March 28, 2003

wow. i just realized that my entry yesterday was filled with more grammatical errors than usual, some of which i corrected, but i still see a few. i wasn't doing very good with the pronouns. sorry.

everyone's changing their templates. i was thinking last week about how maybe i should sometime. i'd like to design my own but i know so little about all this newfangled computer html crap. i'm a sorry excuse for a computer geek.

washington. okay, here are some facts. friday night kim picked me up from the airport and we got back to her house at 11 pm. her 8-year-old daughter gave me her room for the duration of my stay, which was fantastic. kim showed me around upstairs, and we walk into "my" room, and next to the bed there is a fruit basket with fruit, choclate, bottled water, and body scrub stuff. on the desk in the room there were a bouquet of beautiful flowers. freaking almost made me cry.
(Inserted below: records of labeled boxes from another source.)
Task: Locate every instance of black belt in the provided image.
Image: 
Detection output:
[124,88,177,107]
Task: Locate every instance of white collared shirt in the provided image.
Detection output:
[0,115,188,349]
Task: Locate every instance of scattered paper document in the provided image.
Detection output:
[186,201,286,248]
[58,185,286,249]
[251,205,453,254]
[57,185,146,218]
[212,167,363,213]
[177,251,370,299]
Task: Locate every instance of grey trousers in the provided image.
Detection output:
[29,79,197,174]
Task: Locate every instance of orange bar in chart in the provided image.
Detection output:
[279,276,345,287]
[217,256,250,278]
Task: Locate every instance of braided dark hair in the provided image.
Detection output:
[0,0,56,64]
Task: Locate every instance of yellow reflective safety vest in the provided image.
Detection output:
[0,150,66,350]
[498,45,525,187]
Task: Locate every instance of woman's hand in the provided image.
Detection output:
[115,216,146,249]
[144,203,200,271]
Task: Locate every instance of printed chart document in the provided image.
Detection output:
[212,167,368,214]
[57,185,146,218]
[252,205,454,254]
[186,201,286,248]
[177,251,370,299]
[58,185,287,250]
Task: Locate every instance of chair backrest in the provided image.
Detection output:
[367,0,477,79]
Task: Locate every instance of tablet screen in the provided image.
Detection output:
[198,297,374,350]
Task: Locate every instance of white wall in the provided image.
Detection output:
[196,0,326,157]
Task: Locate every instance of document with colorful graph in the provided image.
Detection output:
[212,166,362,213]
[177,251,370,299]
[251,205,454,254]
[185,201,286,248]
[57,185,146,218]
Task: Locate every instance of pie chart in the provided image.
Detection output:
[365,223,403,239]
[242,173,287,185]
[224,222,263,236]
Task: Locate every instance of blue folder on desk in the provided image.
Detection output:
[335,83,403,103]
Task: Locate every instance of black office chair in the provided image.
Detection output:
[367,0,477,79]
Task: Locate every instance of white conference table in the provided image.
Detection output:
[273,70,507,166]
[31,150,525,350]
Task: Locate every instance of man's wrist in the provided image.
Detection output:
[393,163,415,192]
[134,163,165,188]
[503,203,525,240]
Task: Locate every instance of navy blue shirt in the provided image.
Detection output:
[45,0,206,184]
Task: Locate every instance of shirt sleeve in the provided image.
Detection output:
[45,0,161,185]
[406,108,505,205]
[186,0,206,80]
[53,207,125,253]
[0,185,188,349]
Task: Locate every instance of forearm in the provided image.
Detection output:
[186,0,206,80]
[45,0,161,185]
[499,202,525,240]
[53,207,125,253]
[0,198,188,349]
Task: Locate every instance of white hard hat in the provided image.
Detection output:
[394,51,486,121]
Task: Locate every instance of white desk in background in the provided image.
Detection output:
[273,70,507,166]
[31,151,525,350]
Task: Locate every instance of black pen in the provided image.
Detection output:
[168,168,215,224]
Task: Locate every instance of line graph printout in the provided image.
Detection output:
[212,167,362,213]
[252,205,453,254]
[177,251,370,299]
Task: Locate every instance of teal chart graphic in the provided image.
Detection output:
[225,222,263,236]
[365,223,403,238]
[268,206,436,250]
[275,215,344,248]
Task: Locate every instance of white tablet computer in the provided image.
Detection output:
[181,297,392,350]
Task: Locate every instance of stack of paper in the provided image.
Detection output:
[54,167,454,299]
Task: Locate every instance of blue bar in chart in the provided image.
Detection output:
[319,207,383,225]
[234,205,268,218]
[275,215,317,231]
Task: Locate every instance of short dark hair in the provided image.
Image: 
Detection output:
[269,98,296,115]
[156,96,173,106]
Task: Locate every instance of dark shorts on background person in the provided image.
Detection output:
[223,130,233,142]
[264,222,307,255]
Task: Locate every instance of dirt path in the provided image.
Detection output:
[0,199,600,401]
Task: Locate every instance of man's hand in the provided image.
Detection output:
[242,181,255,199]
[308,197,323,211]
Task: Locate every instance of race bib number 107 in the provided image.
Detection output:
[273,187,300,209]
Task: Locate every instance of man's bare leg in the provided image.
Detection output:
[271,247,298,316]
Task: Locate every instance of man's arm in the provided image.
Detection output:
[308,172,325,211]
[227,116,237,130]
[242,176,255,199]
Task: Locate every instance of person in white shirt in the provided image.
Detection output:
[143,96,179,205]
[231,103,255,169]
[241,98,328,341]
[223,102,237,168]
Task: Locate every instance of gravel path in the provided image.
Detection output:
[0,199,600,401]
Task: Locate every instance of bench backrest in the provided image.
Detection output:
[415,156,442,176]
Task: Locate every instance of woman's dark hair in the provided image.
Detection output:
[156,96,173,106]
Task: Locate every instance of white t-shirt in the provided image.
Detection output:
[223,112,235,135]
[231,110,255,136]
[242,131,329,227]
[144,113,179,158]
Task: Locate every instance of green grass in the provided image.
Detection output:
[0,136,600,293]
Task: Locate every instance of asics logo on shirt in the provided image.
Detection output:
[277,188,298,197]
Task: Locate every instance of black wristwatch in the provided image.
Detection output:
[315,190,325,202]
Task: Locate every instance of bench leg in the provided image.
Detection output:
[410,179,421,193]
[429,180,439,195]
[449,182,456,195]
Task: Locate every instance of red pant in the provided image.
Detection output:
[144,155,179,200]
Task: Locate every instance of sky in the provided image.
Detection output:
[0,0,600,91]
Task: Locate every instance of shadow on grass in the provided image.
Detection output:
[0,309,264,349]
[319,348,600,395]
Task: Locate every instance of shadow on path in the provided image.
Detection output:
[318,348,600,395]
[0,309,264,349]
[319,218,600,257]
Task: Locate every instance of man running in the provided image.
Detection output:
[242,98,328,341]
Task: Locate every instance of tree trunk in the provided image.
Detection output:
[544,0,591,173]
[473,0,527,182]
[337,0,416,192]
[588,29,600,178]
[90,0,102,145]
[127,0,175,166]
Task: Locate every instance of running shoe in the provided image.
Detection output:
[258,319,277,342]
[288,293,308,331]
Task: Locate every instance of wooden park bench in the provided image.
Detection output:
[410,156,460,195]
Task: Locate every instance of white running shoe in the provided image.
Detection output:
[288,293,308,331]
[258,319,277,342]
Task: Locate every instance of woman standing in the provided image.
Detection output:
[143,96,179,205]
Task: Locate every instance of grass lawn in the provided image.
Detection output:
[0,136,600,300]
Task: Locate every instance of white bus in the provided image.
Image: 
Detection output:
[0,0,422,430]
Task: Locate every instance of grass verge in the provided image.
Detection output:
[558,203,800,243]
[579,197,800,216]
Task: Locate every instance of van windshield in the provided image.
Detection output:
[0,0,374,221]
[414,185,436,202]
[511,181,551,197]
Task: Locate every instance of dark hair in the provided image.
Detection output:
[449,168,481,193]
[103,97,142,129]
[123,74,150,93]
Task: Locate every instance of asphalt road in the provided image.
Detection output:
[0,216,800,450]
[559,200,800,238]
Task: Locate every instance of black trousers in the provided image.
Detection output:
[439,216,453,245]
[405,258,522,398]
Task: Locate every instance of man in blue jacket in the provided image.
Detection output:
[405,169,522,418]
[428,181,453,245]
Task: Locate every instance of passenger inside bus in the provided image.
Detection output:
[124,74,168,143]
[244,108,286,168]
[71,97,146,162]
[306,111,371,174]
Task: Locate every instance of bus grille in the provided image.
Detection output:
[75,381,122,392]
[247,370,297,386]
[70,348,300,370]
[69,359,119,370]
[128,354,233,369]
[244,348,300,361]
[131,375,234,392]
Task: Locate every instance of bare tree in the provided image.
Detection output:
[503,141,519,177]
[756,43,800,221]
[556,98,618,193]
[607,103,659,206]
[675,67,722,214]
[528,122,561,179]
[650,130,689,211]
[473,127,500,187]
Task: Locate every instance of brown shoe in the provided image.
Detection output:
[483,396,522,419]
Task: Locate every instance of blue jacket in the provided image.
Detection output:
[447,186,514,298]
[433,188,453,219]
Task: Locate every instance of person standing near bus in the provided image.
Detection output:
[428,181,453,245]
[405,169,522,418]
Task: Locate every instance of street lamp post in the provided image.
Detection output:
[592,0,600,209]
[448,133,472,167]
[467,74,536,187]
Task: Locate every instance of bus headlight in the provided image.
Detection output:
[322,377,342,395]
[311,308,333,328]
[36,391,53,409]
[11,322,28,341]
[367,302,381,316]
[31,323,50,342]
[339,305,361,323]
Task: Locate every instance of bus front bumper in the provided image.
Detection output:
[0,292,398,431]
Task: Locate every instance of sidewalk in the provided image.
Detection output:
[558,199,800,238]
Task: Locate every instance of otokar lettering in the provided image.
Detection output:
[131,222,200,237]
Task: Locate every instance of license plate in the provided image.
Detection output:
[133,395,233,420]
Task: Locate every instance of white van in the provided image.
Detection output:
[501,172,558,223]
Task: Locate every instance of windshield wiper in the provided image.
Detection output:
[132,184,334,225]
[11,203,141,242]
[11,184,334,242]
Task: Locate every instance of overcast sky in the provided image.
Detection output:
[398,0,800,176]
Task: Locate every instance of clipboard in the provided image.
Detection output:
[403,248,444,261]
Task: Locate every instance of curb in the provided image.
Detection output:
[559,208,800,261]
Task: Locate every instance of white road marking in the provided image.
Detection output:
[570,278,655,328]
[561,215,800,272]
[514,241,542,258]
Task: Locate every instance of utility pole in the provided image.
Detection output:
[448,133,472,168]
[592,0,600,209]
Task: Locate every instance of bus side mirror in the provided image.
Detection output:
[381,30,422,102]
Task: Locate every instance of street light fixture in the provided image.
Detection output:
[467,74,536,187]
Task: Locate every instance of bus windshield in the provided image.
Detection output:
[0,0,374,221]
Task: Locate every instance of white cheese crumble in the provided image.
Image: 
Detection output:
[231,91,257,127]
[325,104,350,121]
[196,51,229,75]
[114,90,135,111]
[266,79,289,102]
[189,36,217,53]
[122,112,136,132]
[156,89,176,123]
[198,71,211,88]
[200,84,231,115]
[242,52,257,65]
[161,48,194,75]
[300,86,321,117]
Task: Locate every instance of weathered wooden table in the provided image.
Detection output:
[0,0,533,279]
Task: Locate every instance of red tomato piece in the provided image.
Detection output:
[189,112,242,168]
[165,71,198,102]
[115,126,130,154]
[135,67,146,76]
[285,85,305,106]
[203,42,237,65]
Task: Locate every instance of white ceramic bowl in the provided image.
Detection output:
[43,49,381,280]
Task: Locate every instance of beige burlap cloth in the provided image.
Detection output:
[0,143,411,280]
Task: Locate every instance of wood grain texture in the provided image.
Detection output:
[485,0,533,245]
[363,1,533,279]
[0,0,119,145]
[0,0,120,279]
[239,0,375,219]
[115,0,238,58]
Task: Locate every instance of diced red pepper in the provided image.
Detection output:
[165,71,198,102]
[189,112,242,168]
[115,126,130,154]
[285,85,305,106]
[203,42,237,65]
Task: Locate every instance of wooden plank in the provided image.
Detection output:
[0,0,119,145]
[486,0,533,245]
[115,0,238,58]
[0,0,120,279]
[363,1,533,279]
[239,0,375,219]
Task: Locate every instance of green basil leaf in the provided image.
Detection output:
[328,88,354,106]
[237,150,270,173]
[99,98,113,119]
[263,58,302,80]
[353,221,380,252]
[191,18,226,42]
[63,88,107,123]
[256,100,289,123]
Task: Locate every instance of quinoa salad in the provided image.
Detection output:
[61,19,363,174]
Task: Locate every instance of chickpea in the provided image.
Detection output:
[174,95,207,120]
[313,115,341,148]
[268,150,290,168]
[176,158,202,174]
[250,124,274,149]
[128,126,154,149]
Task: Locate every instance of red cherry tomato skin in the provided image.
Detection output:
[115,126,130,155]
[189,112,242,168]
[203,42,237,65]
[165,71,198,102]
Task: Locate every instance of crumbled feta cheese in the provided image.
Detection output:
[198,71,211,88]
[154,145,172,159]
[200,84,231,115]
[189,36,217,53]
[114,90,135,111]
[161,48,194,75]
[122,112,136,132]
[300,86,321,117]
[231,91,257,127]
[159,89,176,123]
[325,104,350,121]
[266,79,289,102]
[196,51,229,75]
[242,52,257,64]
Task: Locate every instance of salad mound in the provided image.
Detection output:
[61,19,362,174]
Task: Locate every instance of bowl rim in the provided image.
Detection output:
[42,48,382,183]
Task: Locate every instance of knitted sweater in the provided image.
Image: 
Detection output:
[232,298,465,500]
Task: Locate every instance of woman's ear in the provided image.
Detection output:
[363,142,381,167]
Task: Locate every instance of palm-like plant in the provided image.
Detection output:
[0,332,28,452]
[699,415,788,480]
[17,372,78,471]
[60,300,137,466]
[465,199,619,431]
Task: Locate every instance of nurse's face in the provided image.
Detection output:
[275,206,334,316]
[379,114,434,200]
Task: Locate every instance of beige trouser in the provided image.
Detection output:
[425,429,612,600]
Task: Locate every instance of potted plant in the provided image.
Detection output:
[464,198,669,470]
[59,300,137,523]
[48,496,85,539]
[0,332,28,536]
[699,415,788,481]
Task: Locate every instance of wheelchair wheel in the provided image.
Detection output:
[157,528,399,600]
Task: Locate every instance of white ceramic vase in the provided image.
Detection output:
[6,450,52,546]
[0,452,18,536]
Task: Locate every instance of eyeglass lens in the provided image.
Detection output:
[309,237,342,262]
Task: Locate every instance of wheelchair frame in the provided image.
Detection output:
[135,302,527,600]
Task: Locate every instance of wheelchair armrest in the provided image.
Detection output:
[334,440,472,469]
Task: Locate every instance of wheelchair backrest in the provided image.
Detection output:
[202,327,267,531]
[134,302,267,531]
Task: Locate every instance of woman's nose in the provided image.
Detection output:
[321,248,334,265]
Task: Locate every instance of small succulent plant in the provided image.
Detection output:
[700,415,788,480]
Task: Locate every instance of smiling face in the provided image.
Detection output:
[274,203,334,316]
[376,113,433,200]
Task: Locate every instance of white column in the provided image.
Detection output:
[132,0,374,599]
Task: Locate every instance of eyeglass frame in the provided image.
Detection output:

over the course of the 4-5 days that i was there, we took kids to gymnastics and piano lessons, walked around the bay in downtown olympia, visited downtown seattle, and were attacked by a killer blue slurpee machine. downtown seattle was AWESOME. i really wish i could have spent some more time there. i got to go into THE VERY FIRST STARBUCKS EVER OPENED. it was fantastic. it's in this place called pike's place market, where they throw fresh fish back and forth and sell food and merchandise, including a sickeningly large collection of belt buckles. on tuesday night, kim and i and her three kids stopped at a 7-11 to get slurpees, and kim was trying to get the blue slurpee machine to work, but something was wrong and it wasn't coming out right. suddenly, OUT OF NOWHERE, the slurpee machine tried to kill kim. basically, it exploded, covering her in her nice white sweater with blue slurpee. i didn't actually see it happen, just the gory aftermath. i turn around and she has this big blue stripe on the front of her sweater. soooo sad. but thankfully, she was physically unharmed, just emotionally traumatized. she didn't even get a free slurpee.

i could go through all the details of the weekend, but what's really important is what i took away from it. kim and i are like perfect friends. it's so weird. i haven't seen her in a year and a half but we just get along like we've known each other forever. we have great conversation, we both need our "me" times, and we both express love and receive love for and from people in the same ways, which just makes for a very fulfilling friendship. i was around 3 kids under the age of 10 for 5 days, which was different because i'm never around kids and i'm not very good with them. but for some reason they loved me. i couldn't get it. each one of them told me the night before i left that they wished i was their sister. and i say that not as with bragging rights or anything but just because it made me cry and sort of validated some sort of feeling for me that maybe i will be an okay parent some day, you know?

on that note, i have to say that lately i've been thinking. about relationships, and marriage, and families and the like. and i've sort of come to the conclusion... not really a conclusion, but i guess something along those lines... that i could not get married and be okay. and when i say okay i mean really okay. of course physically okay, i mean, i wouldn't die without a husband or kids. but more than that. for all intents and purposes, i've been "on my own", that is, without a significant other in a normal relationship, since i was a freshman in high school. the relationships that i've had since have all been long distance, so i'm used to not seeing the guy for long periods of time. i'm accustomed to my independence, and my up-and-go lifestyle isn't accomodating to very many people. more than THAT, i'd rather not be married at all than marry the "wrong" person. and it's weird, i mean there are definitely times when i desire that romantic intimacy in a relationship... but for the first time in my life, i really think that i would be okay without it. i guess there is just this standard i have that has only really been met by one guy in the past, and i've thought about this all enough to come to reason that i would rather not be in a relationship than settle for something less than what that standard was. and that's okay with me.